Anderson could not give the approximate length of the sheen.
In May, as much as 2,400 barrels of crude oil were
spilled onto a pristine beach about 15 miles (24 km) west of Goleta when a pipeline ruptured along the coast. But there were no immediate reports of any link between the two incidents.
"We don't have a definite source yet," Anderson said of the oil sheen discovered on Wednesday.
David Zaniboni, a spokesman for the Santa Barbara County Fire Department, told Los Angeles television station KABC that his agency also has not identified the source of the sheen and as a result was not calling the incident an oil spill.
A Coast Guard helicopter was surveying the area of the oil sheen, and other members of the agency went out by vessel to take a closer look, Anderson said.

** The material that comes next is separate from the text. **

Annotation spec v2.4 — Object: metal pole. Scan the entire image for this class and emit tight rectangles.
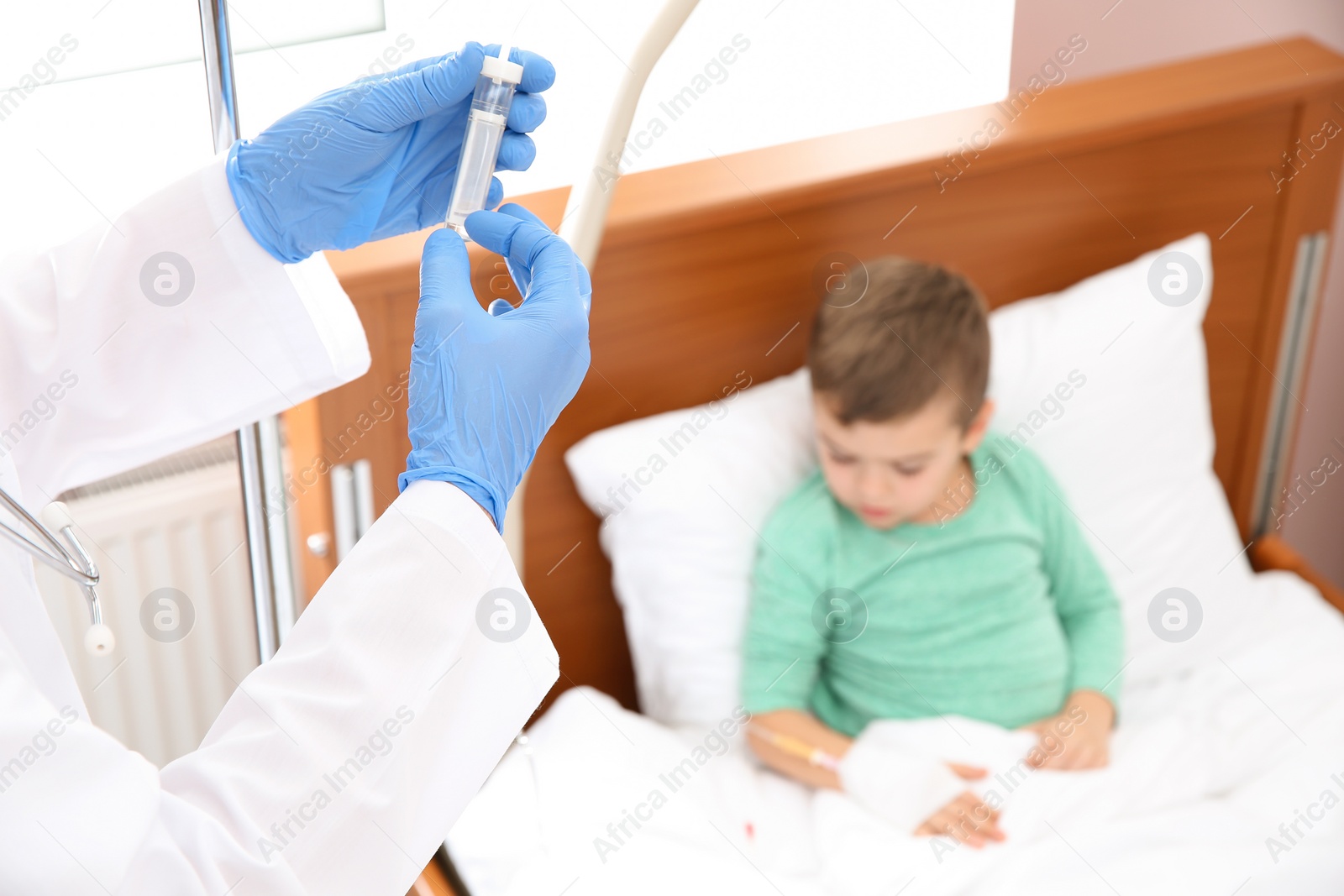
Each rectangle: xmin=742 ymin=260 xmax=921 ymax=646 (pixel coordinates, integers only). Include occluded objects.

The Coast Guard urged individuals not to make contact with the sheen and to report any oil sightings to its National Response Center.
Zaniboni told KABC that the area regularly experiences natural oil seepage but that firefighters were called when two kayakers came into shore after crossing into black oil in the water.
"All I can go by is what we were told by the kayakers, and they were saying this was more than they've ever seen," Zaniboni told KABC.
Goleta State Beach County Park and pier remained open, Santa Barbara County officials said.
Plains All American, which operated the coastal pipeline that ruptured and caused the spill in May, said the latest oil sheen could not have come from one of their pipelines since they do not operate any underwater pipes in the area, company spokeswoman Meredith Mathews said.